As the school year comes to an end, is it time for your high school son or daughter to start thinking about college?  We’ve got some tips on starting the process!  The course that I developed and taught at Hunter College in April,  “The Inside Guide to NYC Parenting”,  continued its second two weeks with a focus on College Admissions.  Our guest speaker for the final class was Eric Furda, Dean of Admissions of the University of Pennsylvania, As part of our discussion with Dean Furda, we got some very useful tips on how better to understand the college admissions process and how best to help our children get through it.

Dean Furda writes a great blog on the college admissions process, Page 217.org, in which he describes the 5 I’s  students should consider as they start their college exploration process.  Students should use these questions, which he developed over of his 20 years of working in this field, to help them think through where they might want to go to college:

Identity:  How do you see yourself and how do others see you?  Furda suggests:  Think about who you are without connecting yourself to anything external like brands, people, grades—who you are at your core.

Intellect: How do you think?  How do you take in information?  Says Furda:  All students have a unique intellect with different strengths and learning styles.  How does your intellect come into play outside of the classroom?  Think about skills like perseverance and problem solving.

Ideas:  What do you think about and why?  When you have time to hang out what are you thinking about?  What do you think about big issues (like global warming) and local ones?  Furda notes that ideas are what makes college communities really interesting,  and when diverse students with unique ideas share them on a college campus, it results in a great synergy that all colleges are looking for.

Interests:  What do you choose to do when you have the time and the flexibility?  Furda asks: What do you like to do when no one is telling you to do it?  What are your hobbies? If you could pick up three books or three magazines, what would they be about?  When you know what is interesting to you it will help you find the college community that you will enjoy.

Inspiration:  What really motivates you? What inspires you?  What topics light up your eyes when you start talking about them?  Furda suggests that students tap into this power source and build upon it.

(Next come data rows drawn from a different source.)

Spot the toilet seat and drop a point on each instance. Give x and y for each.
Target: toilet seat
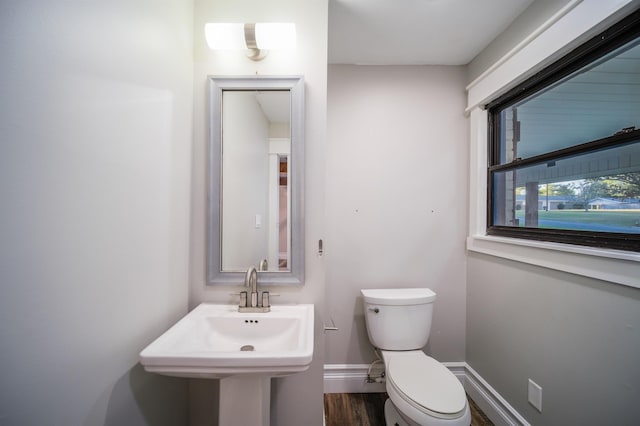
(425, 384)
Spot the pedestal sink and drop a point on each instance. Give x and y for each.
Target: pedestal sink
(244, 350)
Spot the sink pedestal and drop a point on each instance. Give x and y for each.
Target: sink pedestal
(245, 400)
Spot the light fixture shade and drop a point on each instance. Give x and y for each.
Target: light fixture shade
(271, 36)
(221, 36)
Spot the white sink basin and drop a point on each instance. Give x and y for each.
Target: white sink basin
(216, 341)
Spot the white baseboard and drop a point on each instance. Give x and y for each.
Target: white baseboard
(352, 378)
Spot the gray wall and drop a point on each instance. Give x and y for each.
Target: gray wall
(578, 338)
(396, 198)
(95, 124)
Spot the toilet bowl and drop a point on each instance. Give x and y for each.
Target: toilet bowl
(422, 391)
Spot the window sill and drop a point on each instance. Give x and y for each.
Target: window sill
(616, 266)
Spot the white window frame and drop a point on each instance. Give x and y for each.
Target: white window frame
(575, 23)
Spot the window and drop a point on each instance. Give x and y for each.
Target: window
(564, 151)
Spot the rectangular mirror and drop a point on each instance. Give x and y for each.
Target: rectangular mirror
(256, 178)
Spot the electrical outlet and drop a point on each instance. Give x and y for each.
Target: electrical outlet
(535, 395)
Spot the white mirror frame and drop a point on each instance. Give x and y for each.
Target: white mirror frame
(217, 85)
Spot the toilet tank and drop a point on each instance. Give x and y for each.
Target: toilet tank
(398, 319)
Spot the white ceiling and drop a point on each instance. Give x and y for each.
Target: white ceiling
(416, 32)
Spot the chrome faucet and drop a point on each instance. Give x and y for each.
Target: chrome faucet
(251, 282)
(253, 303)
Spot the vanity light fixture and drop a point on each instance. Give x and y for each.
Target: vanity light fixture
(257, 38)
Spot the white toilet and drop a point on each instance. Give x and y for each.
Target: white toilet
(422, 392)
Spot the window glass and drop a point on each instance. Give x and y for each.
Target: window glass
(565, 154)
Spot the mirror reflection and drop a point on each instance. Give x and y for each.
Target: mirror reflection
(256, 179)
(256, 156)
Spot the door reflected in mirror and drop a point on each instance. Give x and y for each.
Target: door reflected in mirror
(256, 179)
(256, 151)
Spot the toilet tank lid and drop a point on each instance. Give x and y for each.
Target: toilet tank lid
(398, 296)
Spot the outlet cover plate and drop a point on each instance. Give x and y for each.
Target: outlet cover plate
(535, 395)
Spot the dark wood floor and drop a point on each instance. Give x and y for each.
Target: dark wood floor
(367, 409)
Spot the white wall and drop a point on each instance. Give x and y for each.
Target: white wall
(396, 199)
(245, 187)
(95, 125)
(296, 400)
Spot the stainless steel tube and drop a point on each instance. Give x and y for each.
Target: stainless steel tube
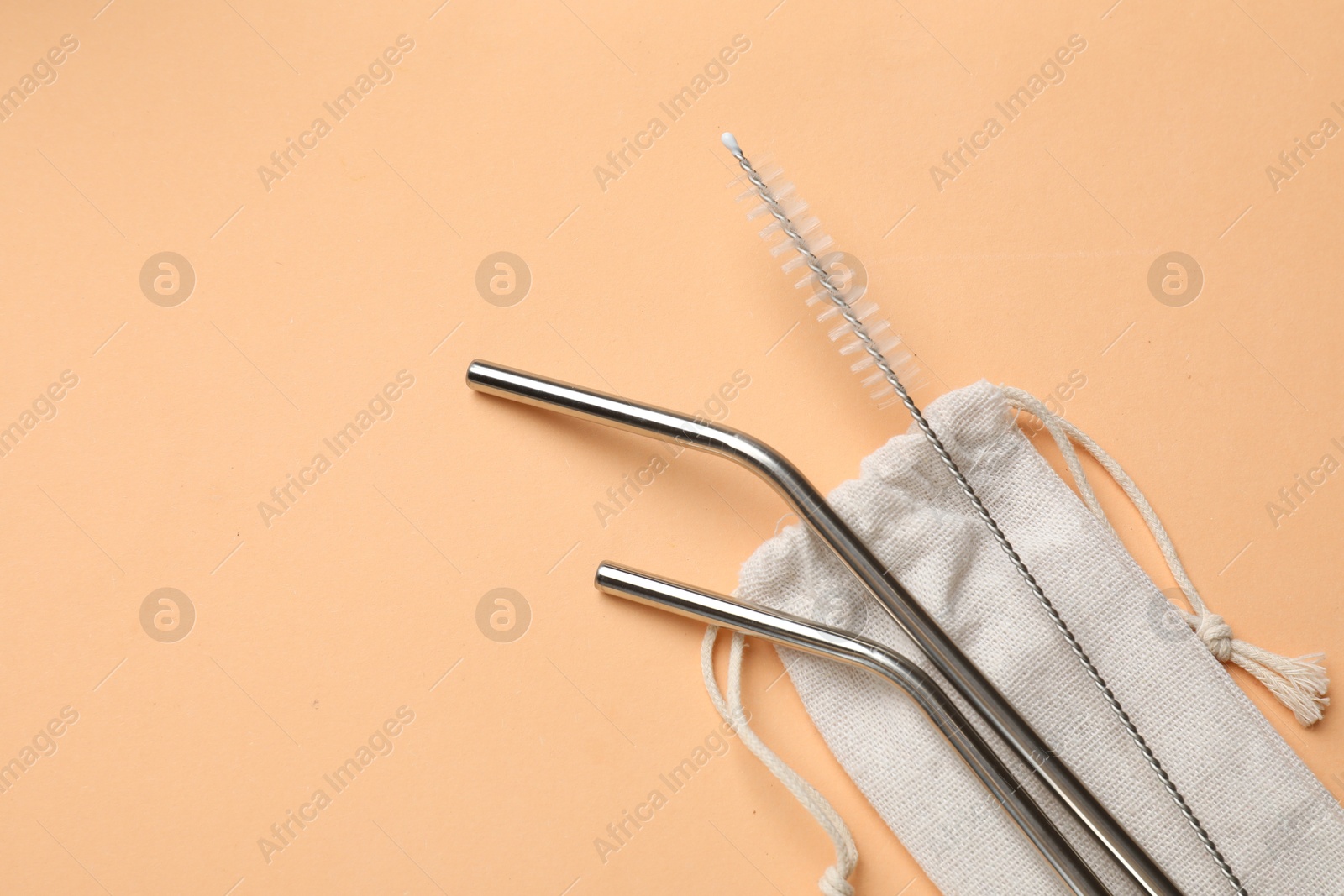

Show your college focused son or daughter these questions.  Encourage them to spend some time thinking about these questions  before the summer gets too hectic and especially before they open the huge college guides.  Ask them to share their thinking if they are so inclined (and respect their wishes if they are not).  Trying to answer these questions will provide some clarity about who they are, which will help them get a better handle on where they will want to go.

By the way GCP parents, if you are facing a transition in your life, you might want to sit with these questions yourselves!!